Русские (сборник)
Шрифт:
Вернулись к охранявшему вещи Михалычу. Выпили ещё, начали спорить о политике, о которой так же интересно говорить, как лузгать вкусные надоевшие семечки.
— Националист ты, Тоныч, — качал головой дед, — дал бы тебе в кочан, если б помоложе был.
— Да ты что, дед? Я же наоборот, за Советский Союз!
— Нет, ты говорил, я помню.
— Да что говорил, что помню?!
— Говорил. Дал бы тебе в кочан, если б помоложе был…
— Дал бы, Михалыч, обязательно дал, — махнул Антон рукой. — Что ж ты так рано родился? Пора за второй. Как, Серёга?
— Давай.
— Ноль семь.
На площади уже посветлело, возле зарешеченного окна людей не было, на асфальте осталось несколько пятен крови. Они вновь купили «Хортицы» и закуски.
К поезду Михалыча подвели под руки. Лицо у деда было трезвое и внимательное, хотя ноги заплетались.
— Какой вагон у тебя?
— Да иди ты, наци, не помню…
Возле одного из вагонов дед велел остановиться.
— Я с Натулей поеду, — почтительно сказал он, прочитав на карточке проводницы её имя.
— Далi помолодше дiвчины е. — Наталья, медленно улыбаясь, устало кивнула в начало поезда.
По настоянию деда договорились поспать и потом собраться в вагоне Антона: поиграть в карты, поговорить, ещё выпить. Но Сергей знал, что вряд ли соберутся. По крайней мере, он точно никуда не пойдёт.
— Увидимся, — пожал он Ивану Михайловичу и Антону руки и пошёл в свой вагон.
Всё-таки врут в дороге. Из-за пьянки, наверное.
Не спалось. Сергей смотрел со своего верхнего места на половину видной ему старушки в платке и кофте, лежащей на нижней полке в проходе. Старушка читала Евангелие в истёртой обложке.
Смотрел он и в окно, на бегущую мимо дорогу и тополя, освещённые прохладным утренним солнцем.
В вагоне многие уже спали. Заснула рядом с матерью и пятилетняя девочка из автобуса, приехавшая вместе с Сергеем.
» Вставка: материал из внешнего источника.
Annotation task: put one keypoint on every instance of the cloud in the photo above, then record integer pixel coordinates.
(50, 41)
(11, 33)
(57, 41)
Во сне она видела себя выросшей женщиной, пришедшей в мир взрослых. Но взрослые почему-то с улыбкой брали её за руку и ласково говорили: «Иди к себе в детство, девочка, тебе ещё рано… «А она с ними спорила: «Нет, мне как раз, это вам ещё рано быть взрослыми, вам, вам!»
Сергей снова взглянул на читающую старушку. Ему казалось, что она — тоже дорога. Быть может, потому, что в старости у человека накапливаются многие километры жизни, которые хорошо видны внимательному путешественнику.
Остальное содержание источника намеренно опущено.